変拍子を織り交ぜながらカオティックに展開する「森」、ノイズ/インダストリアルロック寄りのヘヴィなギターリフが印象的な「Skew」、このバンドならではの劇的な展開で魅せるメランコリックなヒップホップ曲「潮鳴」など、個性的な楽曲が並ぶ。中でも、表題曲「イーハトーブ」はまさにキラーチューンと呼ぶにふさわしい一曲で、機動力抜群のピアノロックから開放感のあるサビへの展開が素晴らしい。

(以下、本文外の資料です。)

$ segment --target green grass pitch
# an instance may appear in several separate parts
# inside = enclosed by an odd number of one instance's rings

曲がりくねりながらも壮大なクライマックスへ向けて収束していくようなアルバムの流れも秀逸で、とても2作目とは思えない充実度。“プログレッシブ”や“アヴァンギャルド”と形容される音楽が好きな人にはぜひ聴いて欲しいし、そうでない人であっても耳を惹かれる確かなキャッチーさ、ポップさがある。彼らの今後の活躍がとても期待出来る名盤だ。